Senior citizens vary significantly regarding their physical and cognitive limitations. For example, not all seniors suffer from mobility restraints or visual and hearing impairments, particularly in the 65-80 age range. Thus, VR developers need to target different segments with various tools or sceneries. They must conceive acoustically or visually challenging features or respect their current aids to target seniors with hearing or visual losses. For instance, they should design VR systems that do not interfere with elders’ hearing aids. Or some seniors with dementia may be deceived and hallucinated if they are presented to virtual worlds as excessively real. VR designers must think through all these physical and cognitive limitations while going through their R&D process.

Cybersickness

Just like the real world, seniors might suffer cybersickness with symptoms like headaches, nausea, and motion sickness. For instance, elders report cybersickness more often than youngsters in car racing simulators. Hence, they might be similarly more inflicted by cybersickness in VR worlds.

Care Conditions

Not all older adults live on their own. Many are permanently looked after by their family members or in long-term care facilities. While creating a VR application for elders, developers must dig into the particular conditions of the environments where they reside. They should consider care staff requirements and the institutional infrastructure in the VR development process. For instance, is high-speed internet accessible in all care facilities? Or are all the care staff digitally literate to train the elders they care for?

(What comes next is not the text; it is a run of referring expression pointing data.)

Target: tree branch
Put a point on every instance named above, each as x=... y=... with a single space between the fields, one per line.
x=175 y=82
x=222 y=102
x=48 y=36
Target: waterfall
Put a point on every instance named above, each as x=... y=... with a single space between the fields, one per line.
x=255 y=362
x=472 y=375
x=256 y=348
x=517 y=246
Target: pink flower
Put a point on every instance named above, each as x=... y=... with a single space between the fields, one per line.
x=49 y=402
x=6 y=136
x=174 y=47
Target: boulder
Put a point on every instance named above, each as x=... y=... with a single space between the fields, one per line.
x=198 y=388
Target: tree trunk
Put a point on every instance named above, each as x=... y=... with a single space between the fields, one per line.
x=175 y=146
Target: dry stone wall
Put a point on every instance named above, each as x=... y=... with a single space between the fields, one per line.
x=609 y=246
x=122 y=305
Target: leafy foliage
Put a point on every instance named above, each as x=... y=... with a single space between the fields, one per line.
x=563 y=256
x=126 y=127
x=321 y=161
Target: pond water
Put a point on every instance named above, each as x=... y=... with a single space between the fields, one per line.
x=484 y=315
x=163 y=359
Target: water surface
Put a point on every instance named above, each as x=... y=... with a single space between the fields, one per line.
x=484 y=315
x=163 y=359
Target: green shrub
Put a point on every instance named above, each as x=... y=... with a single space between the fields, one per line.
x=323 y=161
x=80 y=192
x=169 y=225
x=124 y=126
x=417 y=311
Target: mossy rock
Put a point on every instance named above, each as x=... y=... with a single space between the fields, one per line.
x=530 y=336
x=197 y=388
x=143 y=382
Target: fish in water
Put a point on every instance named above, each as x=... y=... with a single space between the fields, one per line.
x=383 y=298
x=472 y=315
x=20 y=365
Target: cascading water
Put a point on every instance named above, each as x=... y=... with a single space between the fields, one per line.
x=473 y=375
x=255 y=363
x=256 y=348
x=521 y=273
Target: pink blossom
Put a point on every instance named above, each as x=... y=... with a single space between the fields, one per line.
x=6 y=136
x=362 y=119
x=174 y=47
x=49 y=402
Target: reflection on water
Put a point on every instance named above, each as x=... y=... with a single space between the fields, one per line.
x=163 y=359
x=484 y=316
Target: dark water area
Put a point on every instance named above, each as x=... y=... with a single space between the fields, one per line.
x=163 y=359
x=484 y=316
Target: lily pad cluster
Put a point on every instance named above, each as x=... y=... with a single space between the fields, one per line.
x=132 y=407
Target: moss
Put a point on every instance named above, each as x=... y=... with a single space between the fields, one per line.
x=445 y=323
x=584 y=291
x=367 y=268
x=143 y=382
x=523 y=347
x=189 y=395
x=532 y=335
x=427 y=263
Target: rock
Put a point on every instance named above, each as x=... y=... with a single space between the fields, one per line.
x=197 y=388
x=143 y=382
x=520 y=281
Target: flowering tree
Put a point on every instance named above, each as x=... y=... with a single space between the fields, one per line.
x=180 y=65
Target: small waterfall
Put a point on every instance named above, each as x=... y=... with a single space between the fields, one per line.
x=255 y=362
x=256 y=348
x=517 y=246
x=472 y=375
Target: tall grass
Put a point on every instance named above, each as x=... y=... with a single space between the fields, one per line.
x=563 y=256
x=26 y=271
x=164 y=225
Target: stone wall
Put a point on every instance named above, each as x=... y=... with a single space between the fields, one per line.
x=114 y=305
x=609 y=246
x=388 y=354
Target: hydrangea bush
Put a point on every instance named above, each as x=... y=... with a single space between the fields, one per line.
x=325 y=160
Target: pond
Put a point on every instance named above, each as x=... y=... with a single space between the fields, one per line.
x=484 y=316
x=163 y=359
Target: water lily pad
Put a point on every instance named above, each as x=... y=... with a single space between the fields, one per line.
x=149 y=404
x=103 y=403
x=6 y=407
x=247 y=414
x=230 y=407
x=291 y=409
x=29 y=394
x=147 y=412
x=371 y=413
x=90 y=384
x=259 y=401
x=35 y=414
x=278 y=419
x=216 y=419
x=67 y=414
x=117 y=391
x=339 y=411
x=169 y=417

Revolutionize the Elderly’s Lives with VRVirtual Reality for Seniors

Virtual reality opens up incredible opportunities to better the elderly’s lives. Not only does it benefit them, but it also positively affects their family, relatives, and professional caregivers. With VR tools, seniors have a golden chance to socialize together, take new adventures, and learn passionately from many resources. These unique facilities allow them to feel happier and live more healthily in their years of infirmity.

However, developing VR for the elderly is not as easy as it is for young adults. It takes several challenges and needs efforts to craft something tailored to their specific needs. Researchers, designers, developers, and practitioners must concede digital disparities and provide seniors with digital solutions that reflect their varied needs and conditions.